Local entropy of grayscale image

J = entropyfilt (I) returns the array J, where each output pixel contains the entropy value of the 9-by-9 neighborhood around the corresponding pixel in the input image I. “I” can have any dimension. If “I” has more than two dimensions, entropyfilt treats it as a multidimensional grayscale image and not as a true color (RGB) image. The output image J is the same size as the input image I. For pixels on the borders of I, entropyfilt uses symmetric padding. In symmetric padding, the values of padding pixels are a mirror reflection of the border pixels in I. J = entropyfilt (I, NHOOD) performs entropy filtering of the input image I where specify the neighborhood in NHOOD. NHOOD is a multidimensional array of zeros and ones where the nonzero elements specify the neighbors. NHOOD's size must be odd in each dimension. By default, entropyfilt uses the neighborhood true (9). Entropyfilt determines the center element of the neighborhood by floor ((size (NHOOD)+1)/2). The entropyfilt functions operate by defining a neighborhood around the pixel of interest and calculating the statistic for the neighborhood to determine the pixel value in the output image. The entropyfilt function calculates the entropy of the neighborhood and assigns that value to the output pixel. Note that, by default, the entropyfilt function defines a 9-by-9 neighborhood around the pixel of interest. To calculate the entropy of an entire image, use the following entropy function.

Entropy= - sum(pi*log2 pi)
Where pi is the probability that the difference between 2 adjacent pixels is equal to i, and Log2 is the base 2 logarithm.

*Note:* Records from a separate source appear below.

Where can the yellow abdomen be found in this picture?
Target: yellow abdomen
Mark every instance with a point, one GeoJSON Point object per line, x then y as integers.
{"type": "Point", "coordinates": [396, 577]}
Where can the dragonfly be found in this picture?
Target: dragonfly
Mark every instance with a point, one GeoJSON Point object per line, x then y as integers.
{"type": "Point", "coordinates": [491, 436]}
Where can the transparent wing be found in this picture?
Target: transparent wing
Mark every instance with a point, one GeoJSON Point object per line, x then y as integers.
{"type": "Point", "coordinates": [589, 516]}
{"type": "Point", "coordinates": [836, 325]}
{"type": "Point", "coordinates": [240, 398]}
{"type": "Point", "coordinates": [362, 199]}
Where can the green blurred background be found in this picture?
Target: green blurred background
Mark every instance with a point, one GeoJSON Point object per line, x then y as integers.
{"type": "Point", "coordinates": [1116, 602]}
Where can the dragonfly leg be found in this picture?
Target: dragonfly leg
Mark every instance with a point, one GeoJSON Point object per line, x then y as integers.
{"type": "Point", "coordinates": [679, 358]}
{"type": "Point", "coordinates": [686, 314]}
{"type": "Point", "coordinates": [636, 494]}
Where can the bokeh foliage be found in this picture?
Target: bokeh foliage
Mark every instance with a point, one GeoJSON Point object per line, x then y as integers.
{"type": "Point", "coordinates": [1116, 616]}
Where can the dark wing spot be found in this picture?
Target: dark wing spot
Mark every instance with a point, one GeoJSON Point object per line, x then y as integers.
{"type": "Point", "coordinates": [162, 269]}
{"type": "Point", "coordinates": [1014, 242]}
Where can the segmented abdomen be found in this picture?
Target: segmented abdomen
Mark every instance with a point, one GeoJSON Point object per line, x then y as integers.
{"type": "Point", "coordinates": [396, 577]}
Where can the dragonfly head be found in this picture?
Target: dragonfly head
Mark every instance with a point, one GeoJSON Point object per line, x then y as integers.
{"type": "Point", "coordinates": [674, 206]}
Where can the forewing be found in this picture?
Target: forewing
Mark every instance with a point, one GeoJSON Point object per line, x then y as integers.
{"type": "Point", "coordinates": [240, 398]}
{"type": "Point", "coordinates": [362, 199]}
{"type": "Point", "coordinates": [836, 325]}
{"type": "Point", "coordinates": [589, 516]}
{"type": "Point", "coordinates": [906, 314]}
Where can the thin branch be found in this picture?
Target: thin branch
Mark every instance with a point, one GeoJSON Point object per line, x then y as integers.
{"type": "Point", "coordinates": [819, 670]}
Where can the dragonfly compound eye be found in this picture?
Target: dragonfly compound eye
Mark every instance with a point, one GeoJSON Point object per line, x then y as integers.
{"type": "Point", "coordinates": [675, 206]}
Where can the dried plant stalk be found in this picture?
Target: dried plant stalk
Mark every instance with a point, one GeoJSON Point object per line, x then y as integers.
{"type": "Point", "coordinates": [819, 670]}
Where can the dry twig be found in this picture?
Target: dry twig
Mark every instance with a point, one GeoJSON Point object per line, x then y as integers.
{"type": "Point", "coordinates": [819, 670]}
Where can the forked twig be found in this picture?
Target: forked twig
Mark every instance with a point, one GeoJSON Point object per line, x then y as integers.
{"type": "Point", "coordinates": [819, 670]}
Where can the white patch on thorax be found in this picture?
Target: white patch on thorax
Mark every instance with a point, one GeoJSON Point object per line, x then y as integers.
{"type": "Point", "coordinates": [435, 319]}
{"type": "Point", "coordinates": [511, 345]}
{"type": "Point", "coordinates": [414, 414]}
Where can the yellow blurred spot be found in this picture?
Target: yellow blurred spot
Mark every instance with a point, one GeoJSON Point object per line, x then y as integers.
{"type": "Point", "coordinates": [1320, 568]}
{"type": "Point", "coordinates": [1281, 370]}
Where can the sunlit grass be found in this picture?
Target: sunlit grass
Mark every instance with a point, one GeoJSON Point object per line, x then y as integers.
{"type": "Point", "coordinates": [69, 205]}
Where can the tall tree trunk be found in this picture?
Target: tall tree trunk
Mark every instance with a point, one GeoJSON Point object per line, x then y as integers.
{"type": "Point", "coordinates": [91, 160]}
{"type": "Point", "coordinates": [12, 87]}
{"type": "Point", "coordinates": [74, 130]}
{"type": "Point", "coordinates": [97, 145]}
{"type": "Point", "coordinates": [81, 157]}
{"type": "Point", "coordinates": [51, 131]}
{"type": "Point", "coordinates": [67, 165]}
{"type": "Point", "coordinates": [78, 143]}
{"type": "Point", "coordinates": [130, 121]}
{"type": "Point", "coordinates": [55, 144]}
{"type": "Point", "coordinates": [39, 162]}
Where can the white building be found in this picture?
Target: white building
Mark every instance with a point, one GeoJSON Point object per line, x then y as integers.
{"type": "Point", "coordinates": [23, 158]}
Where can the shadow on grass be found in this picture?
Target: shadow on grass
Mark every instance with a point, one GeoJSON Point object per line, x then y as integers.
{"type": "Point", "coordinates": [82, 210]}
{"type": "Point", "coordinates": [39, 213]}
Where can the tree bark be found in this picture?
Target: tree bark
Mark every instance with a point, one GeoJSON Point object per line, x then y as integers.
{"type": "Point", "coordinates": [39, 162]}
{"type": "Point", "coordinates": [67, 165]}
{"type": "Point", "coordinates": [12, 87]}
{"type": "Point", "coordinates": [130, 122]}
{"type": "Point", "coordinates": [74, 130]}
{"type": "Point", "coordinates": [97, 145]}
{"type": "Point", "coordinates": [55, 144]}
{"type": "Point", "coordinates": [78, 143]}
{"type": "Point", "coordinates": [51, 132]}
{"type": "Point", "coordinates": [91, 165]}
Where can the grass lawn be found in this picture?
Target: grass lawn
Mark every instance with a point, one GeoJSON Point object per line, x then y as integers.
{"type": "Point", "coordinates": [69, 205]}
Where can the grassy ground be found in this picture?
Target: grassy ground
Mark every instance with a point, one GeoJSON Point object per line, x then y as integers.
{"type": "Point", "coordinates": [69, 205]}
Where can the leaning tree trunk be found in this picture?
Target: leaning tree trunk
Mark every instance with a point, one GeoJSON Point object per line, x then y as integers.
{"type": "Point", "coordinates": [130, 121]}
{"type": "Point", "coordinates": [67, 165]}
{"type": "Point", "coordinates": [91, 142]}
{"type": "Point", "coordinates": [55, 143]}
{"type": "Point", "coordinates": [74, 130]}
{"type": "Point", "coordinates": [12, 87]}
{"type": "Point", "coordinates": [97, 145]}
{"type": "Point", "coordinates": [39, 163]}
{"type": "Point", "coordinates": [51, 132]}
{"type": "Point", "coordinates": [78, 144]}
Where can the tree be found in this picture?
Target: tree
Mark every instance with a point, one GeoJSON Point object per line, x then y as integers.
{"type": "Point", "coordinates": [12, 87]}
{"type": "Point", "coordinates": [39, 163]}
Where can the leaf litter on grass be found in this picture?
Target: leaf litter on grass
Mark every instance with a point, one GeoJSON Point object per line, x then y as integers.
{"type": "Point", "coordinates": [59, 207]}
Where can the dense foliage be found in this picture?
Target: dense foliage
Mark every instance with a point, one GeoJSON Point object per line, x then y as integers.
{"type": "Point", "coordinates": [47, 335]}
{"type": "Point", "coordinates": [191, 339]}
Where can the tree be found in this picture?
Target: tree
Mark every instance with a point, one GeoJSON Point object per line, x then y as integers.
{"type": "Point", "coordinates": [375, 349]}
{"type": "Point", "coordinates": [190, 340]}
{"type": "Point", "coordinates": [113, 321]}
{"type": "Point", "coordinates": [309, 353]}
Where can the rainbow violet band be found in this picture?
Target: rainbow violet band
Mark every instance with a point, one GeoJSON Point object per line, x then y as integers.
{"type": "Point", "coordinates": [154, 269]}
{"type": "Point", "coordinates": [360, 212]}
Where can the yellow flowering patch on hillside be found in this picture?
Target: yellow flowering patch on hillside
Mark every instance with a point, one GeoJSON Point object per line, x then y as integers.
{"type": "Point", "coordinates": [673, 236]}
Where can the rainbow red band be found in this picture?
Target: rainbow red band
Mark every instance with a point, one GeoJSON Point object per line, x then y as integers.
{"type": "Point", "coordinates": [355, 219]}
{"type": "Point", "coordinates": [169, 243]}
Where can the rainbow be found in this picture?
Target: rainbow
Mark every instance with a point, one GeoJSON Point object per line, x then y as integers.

In the above (Figure 3), the entropy value for the centre pixel “0” can be calculated as follow:
Probability of 1 = 3/9
Probability of 0 = 6/9
$\text{Entropy value for "0" }=\text{-}{\displaystyle \sum \left[\left(\frac{\text{3}}{\text{9}}{\log }_2\frac{3}{9}\right)+\left(\frac{6}{9}{\log }_2\frac{6}{9}\right)\right]}=0.918295$ For pixels on the borders of Image, entropyfilt uses symmetric padding. Therefore, the entropy value for the last pixel “0” in the above (Figure 4) can be calculated as follow. Take the four pixel value in the previous of “0” as a mirror reflection.
0  0  1  0  0  0  1 0  0
Probability of 1 = 2/9
Probability of 0 = 7/9

$\text{Entropy value for "0" that has last position}=\text{-}{\displaystyle \sum \left[\left(\frac{\text{2}}{\text{9}}{\log }_2\frac{2}{9}\right)+\left(\frac{7}{9}{\log }_2\frac{7}{9}\right)\right]}=0.7642$

The entropy value for the third pixel “0” in the above (Figure 5) can be calculated as follow. Take the interested pixel “0” as center and then fill the blank position of pixel as a mirror reflection.
1  0  1  1  0  0  0 0  1

Probability of 1 = 4/9
Probability of 0 = 5/9
$\text{Entropy value for "0" that has third position}=\text{-}{\displaystyle \sum \left[\left(\frac{\text{4}}{\text{9}}{\log }_2\frac{4}{9}\right)+\left(\frac{5}{9}{\log }_2\frac{5}{9}\right)\right]}=0.991076$
The entropy value for the other pixels can be calculated by using entropy function as described above.

Figure 3 Determining Pixel Values in Entropy Filtered Output Image (1).

Figure 4 Determining Pixel Values in Entropy Filtered Output Image (2).

Figure 5 Determining Pixel Values in Entropy Filtered Output Image (3).

Converts the matrix to the intensity image

I = mat2gray (A, [amin amax]) converts the matrix A to the intensity image I. The returned matrix I contains values in the range 0.0 (black) to 1.0 (full intensity or white). The amin and amax are the values in A that correspond to 0.0 and 1.0 in I.
I = mat2gray (A) sets the values of amin and amax to the minimum and maximum values in A. The input array A can be logical or numeric. The output image “I” is double.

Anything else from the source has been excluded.